Quarto-markdown + quarto-cli
Once we accepted that our users routinely make syntax errors in their documents, it became clear that we needed a Markdown dialect that could provide good messages (I personally consider Quarto’s YAML validation system to be one of the good reasons people choose the additional complexity of Quarto over plain Pandoc.) So, early in 2025, we’ve decided we wanted an alternative to Pandoc’s markdown reader to allow us to provide better diagnostic through the entirety of the document. quarto-markdown has the public parts of the development (there’s more going on that we are not quite ready to share yet).
I will note that quarto-markdown is not yet incorporated in Quarto. And, if it ends up being incorporated in Quarto 1.9, it will be:
- explicitly opt-in, and
- only used for generating JSON to be consumed by the actual Pandoc binary in our rendering pipeline.

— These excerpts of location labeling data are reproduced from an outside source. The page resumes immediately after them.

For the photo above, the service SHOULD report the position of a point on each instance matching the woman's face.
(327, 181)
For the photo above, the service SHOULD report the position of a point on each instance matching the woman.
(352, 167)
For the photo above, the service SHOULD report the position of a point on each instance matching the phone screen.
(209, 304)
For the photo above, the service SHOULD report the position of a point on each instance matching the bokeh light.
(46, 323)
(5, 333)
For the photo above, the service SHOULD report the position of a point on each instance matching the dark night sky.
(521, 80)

So, to make it perfectly clear: we have no plans for the next 5 years of the project (the furthest we’ve ever considered in terms of adjusting our development) for removing Pandoc from Quarto. I really don’t want there to be any confusion over this.
How quarto-markdown is implemented
tl;dr: it’s a (fairly complex) tree-sitter grammar followed by a postprocessing step (it’s a filter infrastructure implemented very much like pandoc’s architecture, but internal to the Rust binary).

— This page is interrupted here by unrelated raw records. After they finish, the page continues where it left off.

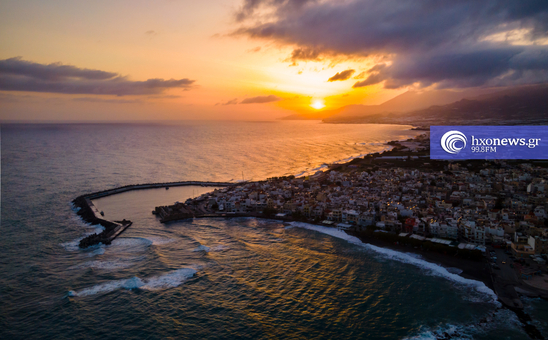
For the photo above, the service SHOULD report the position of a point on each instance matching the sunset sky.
(255, 59)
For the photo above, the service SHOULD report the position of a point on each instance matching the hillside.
(527, 104)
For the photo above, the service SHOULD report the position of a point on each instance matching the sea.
(239, 278)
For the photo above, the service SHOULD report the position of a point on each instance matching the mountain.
(519, 105)
(405, 102)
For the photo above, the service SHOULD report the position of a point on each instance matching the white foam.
(202, 248)
(169, 280)
(432, 268)
(166, 281)
(158, 241)
(129, 244)
(221, 247)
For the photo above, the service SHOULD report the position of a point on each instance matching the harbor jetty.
(90, 214)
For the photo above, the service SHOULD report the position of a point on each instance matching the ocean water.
(210, 278)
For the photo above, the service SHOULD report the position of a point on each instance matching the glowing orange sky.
(166, 39)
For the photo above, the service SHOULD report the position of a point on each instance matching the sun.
(318, 104)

This Rust infrastructure provides both a native binary with a minimal set of input and output formats (qmd, json, native), and a WASM crate for web environments.
Compatibility between quarto-markdown and other dialects
I don’t have a formal analysis ready to share yet, but we have spent a lot of time considering the equivalence between quarto-markdown and other dialects. I can share with you that we found a large subset of CommonMark documents that are parsed identically between quarto-markdown and CommonMark: we have a property-testing harness that generates random Pandoc ASTs, uses our QMD writer from quarto-markdown, and then looks for discrepancies between our parser and comrak. I feel relatively confident that if/when we deploy quarto-markdown, it will be the case that most qmd documents on the web will feel like “pandoc markdown + extensions”, rather than a new light markup syntax (to borrow jgm’s terminology for djot).
Editorial Marks
This brings me to the actual editorial marks, in constrast to critic markup. In quarto-markdown, they work the same as other syntax extensions, by “desugaring”: our parser produces a Pandoc AST representation of editorial marks using spans and carefully-chosen class names.
Why a new syntax?
I explicitly wanted a syntax that was evocative of spans, image content, and links. In markdown, we have ![_markdown_ **here**](), [**and here**]{.span}, and [_here_](https://example.com). Square brackets uniformly denote structural elements whose content can contain (some) markdown. Curly brackets tend to denote “attribute-like annotations”, and parenthesis are (off the top of my head) only used in link and image targets. So our syntax attempts to respect this notational uniformity.